Petronas layoffs reflect wider oil and gas challenges, says former PMO adviser
KUALA LUMPUR: Petroliam Nasional Bhd's (Petronas) decision to lay off more than 5,000 employees reflects the broader challenges facing the oil and gas sector, said a former economic director in the Prime Minister's Office (PMO).
In an episode of his podcast Keluar Sekejap, Shahril Hamdan said that, based on 2015 data, Petronas generated around RM6 million in revenue per employee, compared to other national oil companies (NOCs).
Shahril said Brazil's Petrobras and Indonesia's Pertamina were generating higher revenue per employee in 2015, adding that Petronas — and the public — must accept that adjustments are necessary to remain competitive.
He also said that the oil and gas landscape today is vastly different from that of the 1990s, when cost structures were lower and exploration was less technically challenging.

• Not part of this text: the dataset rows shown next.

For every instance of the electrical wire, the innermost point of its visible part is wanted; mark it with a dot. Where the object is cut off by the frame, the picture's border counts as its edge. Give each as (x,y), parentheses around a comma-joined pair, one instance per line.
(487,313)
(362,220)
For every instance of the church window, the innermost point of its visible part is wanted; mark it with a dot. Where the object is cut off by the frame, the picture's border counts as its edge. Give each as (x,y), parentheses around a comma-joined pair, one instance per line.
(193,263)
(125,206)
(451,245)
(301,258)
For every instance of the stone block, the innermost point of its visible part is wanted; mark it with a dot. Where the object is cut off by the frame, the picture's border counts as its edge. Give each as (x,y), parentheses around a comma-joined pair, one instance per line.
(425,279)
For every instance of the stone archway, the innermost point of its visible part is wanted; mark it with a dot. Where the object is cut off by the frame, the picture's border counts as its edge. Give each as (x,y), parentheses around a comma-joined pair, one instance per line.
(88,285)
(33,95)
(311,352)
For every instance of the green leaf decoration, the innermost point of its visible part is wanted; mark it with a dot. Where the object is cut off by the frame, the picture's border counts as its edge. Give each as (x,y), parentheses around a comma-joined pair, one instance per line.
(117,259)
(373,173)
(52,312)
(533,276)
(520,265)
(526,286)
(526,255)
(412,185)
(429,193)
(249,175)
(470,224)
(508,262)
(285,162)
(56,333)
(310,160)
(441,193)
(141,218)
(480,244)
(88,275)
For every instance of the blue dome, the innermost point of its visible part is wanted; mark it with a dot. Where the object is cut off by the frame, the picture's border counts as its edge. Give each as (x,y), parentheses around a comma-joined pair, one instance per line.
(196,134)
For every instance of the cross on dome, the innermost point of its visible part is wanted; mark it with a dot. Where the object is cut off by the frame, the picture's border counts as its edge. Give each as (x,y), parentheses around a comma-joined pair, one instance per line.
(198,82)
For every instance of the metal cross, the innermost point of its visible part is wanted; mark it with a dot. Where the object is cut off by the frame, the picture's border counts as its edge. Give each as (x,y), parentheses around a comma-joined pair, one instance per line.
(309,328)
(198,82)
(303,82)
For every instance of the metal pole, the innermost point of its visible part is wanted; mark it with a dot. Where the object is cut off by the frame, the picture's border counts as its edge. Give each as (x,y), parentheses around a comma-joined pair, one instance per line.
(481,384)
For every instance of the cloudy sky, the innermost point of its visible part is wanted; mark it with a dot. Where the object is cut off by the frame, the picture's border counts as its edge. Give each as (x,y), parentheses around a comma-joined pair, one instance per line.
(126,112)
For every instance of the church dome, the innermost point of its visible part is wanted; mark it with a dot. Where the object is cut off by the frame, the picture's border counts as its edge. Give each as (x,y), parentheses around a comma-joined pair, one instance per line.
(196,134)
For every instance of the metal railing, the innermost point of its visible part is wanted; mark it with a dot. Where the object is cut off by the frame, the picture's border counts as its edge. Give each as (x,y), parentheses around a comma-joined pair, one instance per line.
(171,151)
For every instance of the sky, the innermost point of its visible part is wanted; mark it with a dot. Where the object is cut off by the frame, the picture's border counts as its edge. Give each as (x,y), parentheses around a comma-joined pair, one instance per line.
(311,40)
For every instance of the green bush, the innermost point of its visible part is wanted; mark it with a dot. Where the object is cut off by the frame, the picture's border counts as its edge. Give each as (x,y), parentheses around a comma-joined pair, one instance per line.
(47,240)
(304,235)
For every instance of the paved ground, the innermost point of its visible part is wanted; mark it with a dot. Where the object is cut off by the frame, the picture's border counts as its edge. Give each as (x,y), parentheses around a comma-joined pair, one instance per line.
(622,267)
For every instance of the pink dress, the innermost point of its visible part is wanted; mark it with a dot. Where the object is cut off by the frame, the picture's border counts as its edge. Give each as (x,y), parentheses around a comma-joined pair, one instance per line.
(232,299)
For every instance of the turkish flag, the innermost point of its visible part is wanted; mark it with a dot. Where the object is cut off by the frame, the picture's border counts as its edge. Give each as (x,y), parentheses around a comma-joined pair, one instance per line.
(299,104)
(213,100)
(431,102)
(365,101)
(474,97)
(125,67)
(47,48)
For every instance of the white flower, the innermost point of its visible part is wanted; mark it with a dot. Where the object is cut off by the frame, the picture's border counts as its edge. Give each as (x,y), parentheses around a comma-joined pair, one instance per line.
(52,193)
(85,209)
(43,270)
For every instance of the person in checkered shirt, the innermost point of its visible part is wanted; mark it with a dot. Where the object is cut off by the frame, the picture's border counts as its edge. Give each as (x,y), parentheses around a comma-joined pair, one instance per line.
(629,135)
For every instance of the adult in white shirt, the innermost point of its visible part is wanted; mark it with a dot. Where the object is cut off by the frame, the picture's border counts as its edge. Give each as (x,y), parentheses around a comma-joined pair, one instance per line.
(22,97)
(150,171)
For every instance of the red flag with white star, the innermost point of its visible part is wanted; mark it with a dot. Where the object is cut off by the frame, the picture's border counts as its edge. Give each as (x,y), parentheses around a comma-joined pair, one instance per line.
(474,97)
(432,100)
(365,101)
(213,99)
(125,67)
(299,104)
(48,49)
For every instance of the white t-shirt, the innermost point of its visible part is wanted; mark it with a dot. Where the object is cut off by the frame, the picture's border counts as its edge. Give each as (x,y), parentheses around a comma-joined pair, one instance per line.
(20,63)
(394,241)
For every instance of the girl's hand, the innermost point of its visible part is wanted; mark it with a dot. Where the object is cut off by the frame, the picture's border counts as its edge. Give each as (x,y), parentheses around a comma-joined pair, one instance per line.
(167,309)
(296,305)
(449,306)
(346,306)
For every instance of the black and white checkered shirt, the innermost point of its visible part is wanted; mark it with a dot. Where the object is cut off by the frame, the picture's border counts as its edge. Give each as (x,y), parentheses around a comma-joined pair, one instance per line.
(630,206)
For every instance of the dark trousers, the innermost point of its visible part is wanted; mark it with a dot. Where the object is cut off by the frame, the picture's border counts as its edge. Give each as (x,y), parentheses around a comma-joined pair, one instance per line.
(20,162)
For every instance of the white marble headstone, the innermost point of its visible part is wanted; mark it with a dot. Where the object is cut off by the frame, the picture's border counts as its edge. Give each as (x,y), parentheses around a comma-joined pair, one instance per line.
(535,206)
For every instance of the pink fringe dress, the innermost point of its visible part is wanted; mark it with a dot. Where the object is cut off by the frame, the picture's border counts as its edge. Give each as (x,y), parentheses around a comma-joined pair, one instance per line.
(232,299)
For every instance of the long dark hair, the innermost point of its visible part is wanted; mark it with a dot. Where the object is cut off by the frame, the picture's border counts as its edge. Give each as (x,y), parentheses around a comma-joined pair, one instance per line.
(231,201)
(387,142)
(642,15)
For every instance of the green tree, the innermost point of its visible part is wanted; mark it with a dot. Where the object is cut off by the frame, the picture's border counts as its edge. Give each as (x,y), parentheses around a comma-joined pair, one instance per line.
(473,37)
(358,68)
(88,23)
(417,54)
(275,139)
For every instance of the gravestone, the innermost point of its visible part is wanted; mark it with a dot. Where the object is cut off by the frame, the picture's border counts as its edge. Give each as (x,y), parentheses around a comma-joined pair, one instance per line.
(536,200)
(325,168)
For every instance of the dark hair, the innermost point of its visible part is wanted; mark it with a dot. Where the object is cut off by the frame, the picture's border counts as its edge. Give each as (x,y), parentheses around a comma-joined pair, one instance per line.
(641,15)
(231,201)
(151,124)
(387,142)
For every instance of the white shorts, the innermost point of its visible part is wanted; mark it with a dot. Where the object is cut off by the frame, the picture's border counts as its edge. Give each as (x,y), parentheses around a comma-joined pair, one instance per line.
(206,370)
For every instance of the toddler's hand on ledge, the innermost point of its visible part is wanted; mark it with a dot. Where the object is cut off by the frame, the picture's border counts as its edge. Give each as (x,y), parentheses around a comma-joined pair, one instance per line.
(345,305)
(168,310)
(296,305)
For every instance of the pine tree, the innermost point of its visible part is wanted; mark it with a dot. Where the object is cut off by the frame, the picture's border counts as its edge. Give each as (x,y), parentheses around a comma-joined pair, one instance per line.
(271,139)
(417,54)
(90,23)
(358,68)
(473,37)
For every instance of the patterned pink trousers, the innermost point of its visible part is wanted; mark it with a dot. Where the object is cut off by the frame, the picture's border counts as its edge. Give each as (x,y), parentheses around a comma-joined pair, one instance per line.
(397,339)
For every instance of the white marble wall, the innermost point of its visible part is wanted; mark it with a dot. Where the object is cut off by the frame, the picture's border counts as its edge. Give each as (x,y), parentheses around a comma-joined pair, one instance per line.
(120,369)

Shahril, a former Umno information chief, had served in the PMO during the reign of Datuk Seri Ismail Sabri Yaakob.
With easy-to-access oil and gas fields already tapped, companies around the world today are operating under new constraints, he said.
"In the United States, for instance, it's the clearest example, where even though many barrels of oil are produced, employment in this sector has decreased," Shahril said.
Petronas president and group chief executive officer Tengku Tan Sri Muhammad Taufik had said that the company expects to reduce its headcount by "upwards of 5,000" as it right-sizes its workforce amid an evolving and increasingly challenging operating environment.
Taufik added that all those affected will be informed by the end of the year. The national oil company will also freeze recruitments until December 2026.
Petronas, which has some 52,000 employees globally, first announced in February this year that it was set to begin rightsizing its workforce by mid-2025.